What happened to BC’s promise of universal $10-a-day child care? Here’s an update

British Columbia’s NDP government has been promising parents a cheaper universal daycare model for years.

The party campaigned on the $10-a-day promise when it first took power, and when parents went to the polls again two years ago, they were again promised the same thing.

Many have been critical of the slow roll-out of the program, especially those living in cities like Vancouver where child care can be as costly as mortgage or rent payments.

On Friday the provincial child care minister held a news conference to announce an expansion, but told those gathered that just 4,015 of these spaces have been made available since last year’s budget.

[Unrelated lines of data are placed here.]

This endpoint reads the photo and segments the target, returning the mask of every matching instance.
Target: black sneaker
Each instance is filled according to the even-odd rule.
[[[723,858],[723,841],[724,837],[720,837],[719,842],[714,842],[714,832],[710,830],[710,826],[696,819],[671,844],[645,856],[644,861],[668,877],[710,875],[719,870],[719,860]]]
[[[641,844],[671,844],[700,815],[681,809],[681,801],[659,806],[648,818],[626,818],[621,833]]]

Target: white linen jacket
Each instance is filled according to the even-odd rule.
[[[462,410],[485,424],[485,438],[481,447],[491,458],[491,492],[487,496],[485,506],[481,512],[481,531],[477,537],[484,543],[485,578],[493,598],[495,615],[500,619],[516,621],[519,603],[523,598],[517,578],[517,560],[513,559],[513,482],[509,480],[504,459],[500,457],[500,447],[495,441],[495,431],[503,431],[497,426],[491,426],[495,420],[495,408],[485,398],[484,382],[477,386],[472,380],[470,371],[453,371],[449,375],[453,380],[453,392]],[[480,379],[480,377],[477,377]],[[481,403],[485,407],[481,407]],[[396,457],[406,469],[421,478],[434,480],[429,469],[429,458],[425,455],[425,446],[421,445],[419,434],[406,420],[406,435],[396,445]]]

It’s more than the province committed to – the 2021 budget promised to convert 3,750 licensed child care spaces to the low-cost model – and it more than doubles the number of spaces that were available in the first year of the program, but it means many parents are still waiting.

The “more than 6,500” $10-a-day spaces that the province is at today is out of about 126,000 total spaces, according to data from a provincial budget report for 2020-21.

At Friday’s news conference, Minister Katrina Chen promised more spots by the end of the year, saying the government plans to nearly double the number again by the end of December.

She said the total number of $10 spots should be up to 12,500 before the New Year, thanks to a partnership with the federal government.

The province has so far invested $2.7 billion in child care programs including this one. There are also fee reductions and child care benefits available for BC parents, and the 2022 budget promised to reduce fees for full-day infant and toddler care by 50 per cent by the end of the year.